Oil steadied in Asia — after dropping almost 4% over the previous two sessions — as concerns over the state of China’s economy were offset by Russia’s plans to cut crude exports.
West Texas Intermediate traded above $74 a barrel, after falling by 1.7% on Monday as a major Libyan oil field came back online and China’s second-quarter growth missed expectations. That led several Wall Street banks to slash their growth forecasts for the biggest crude importer, and Treasury Secretary Janet Yellen to warn of the risk of global ripple effects.

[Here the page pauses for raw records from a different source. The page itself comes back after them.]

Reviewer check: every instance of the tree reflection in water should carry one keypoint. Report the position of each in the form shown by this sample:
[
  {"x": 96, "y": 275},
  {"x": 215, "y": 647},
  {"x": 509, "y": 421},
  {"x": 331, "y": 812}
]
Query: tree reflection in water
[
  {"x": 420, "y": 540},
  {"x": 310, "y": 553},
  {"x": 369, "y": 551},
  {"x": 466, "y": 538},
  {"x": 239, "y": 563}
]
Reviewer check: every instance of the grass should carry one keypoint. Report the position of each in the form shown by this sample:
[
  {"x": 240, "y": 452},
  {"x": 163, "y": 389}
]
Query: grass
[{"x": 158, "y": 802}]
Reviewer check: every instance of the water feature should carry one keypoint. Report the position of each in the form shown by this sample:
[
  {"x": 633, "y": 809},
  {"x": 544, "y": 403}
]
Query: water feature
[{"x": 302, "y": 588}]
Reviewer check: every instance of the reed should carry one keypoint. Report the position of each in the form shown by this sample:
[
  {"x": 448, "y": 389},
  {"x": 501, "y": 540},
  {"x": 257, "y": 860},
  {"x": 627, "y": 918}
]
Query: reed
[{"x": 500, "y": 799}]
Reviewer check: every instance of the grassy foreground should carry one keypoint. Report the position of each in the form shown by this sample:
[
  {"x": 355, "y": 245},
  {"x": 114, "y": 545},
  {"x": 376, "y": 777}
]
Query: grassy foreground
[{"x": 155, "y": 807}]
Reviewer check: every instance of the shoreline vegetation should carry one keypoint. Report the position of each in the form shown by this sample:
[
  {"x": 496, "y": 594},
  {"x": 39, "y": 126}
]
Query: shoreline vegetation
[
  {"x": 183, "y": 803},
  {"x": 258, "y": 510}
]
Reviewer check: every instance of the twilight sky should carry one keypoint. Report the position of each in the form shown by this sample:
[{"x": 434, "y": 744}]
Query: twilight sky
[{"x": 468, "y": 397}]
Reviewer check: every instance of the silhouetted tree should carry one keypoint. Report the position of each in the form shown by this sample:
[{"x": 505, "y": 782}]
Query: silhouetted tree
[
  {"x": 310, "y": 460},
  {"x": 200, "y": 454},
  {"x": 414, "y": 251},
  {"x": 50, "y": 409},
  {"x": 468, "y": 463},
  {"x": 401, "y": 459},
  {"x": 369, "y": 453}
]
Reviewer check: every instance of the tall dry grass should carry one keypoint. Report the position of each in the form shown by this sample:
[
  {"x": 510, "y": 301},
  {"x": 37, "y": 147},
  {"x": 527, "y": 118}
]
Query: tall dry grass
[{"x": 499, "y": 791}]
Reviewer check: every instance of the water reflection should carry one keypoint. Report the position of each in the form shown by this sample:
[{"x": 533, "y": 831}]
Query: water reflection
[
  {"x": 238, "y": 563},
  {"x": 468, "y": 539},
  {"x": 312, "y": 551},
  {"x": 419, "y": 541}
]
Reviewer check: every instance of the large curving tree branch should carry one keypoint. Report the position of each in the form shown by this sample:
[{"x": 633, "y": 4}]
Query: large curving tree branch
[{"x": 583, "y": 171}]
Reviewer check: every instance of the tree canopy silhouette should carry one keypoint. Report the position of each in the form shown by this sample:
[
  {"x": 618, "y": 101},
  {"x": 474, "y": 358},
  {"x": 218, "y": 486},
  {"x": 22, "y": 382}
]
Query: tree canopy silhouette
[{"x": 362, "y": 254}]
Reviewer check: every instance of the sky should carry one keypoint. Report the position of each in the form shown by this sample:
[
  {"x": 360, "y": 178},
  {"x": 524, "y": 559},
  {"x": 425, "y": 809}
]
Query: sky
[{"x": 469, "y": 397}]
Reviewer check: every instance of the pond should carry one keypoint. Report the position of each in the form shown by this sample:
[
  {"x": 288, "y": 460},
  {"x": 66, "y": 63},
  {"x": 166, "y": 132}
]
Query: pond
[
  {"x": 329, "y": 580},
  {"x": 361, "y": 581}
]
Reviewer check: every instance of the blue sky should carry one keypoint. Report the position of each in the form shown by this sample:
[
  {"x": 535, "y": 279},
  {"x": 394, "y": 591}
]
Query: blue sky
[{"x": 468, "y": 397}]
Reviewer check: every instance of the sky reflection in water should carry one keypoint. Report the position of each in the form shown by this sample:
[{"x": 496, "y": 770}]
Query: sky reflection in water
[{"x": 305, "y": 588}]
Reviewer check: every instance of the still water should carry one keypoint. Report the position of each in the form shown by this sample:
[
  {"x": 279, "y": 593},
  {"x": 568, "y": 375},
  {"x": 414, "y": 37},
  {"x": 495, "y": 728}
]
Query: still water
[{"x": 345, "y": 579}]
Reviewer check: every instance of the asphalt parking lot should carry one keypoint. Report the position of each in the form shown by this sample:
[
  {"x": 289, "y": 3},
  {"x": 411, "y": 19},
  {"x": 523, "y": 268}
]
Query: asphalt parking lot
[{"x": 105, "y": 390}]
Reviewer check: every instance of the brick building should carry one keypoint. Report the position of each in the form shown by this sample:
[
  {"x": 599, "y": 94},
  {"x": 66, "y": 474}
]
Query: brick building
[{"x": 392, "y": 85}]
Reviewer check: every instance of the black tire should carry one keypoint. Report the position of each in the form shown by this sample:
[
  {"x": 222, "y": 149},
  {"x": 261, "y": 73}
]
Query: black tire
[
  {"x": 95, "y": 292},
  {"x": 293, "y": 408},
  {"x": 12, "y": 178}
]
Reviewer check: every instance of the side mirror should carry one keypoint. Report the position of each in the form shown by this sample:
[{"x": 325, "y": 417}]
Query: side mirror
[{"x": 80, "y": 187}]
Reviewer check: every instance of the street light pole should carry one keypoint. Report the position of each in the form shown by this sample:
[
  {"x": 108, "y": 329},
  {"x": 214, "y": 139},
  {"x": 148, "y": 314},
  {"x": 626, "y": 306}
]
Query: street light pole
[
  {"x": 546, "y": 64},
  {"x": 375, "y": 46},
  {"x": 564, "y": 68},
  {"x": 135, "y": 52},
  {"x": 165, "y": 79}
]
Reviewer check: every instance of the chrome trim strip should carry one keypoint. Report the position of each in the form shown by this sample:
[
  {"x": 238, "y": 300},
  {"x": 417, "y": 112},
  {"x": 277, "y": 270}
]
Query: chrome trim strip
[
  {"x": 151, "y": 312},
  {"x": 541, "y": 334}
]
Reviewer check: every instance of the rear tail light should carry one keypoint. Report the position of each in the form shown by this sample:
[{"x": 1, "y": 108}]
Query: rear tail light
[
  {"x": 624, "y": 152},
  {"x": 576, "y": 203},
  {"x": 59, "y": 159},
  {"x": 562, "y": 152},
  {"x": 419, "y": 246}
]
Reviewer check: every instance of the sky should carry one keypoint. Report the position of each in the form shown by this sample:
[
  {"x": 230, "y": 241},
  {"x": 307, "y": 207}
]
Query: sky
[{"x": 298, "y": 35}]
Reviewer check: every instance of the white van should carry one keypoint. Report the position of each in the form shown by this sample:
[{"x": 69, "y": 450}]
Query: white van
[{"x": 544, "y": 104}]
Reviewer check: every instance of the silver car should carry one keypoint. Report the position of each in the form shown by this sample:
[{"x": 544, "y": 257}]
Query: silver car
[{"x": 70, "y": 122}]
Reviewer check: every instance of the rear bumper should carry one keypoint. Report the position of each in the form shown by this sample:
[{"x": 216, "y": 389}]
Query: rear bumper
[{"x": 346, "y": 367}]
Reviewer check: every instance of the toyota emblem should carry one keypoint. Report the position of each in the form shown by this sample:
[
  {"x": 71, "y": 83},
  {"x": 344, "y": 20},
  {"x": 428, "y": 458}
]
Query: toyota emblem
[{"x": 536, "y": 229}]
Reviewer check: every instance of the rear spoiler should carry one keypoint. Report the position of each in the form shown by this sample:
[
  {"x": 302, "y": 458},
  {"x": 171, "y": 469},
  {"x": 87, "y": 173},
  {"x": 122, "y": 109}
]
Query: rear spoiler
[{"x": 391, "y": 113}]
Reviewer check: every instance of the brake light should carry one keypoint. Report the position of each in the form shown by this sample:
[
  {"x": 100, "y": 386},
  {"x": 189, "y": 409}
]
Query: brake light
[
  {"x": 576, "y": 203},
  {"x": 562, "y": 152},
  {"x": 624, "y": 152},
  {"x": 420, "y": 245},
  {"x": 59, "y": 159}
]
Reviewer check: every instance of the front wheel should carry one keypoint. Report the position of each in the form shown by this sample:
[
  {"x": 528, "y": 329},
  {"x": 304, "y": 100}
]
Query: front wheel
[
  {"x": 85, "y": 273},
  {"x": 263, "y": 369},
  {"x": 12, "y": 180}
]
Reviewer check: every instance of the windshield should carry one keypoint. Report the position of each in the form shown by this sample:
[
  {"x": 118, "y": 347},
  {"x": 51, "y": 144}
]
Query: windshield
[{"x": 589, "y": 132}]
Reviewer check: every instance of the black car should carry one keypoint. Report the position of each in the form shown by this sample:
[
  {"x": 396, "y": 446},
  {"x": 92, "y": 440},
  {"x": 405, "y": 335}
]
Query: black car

“Weaker than expected Chinese macro data and the reaction from the oil market shows that the key concern for the market remains demand,” said Warren Patterson, head of commodities strategy for ING Groep NV in Singapore. “However, we still remain constructive on the market with the oil balance set to tighten considerably over the second half.”
Russia will reduce its third-quarter crude export plans by 2.1 million tons, corresponding to its pledge to reduce overseas shipments by 500,000 barrels a day in August, the country’s Energy Ministry said. With Russian oil becoming more expensive, buyers like India are now considering boosting purchases from traditional sources in the Middle East instead.
The slump in global oil prices over the last few days comes after a rally since late June that’s been driven by signs the market is tightening following production cutbacks by OPEC+ heavyweights Saudi Arabia and Russia. Crude is still down for the year as China’s lackluster recovery and the Federal Reserve’s aggressive rate-hiking cycle weigh on demand.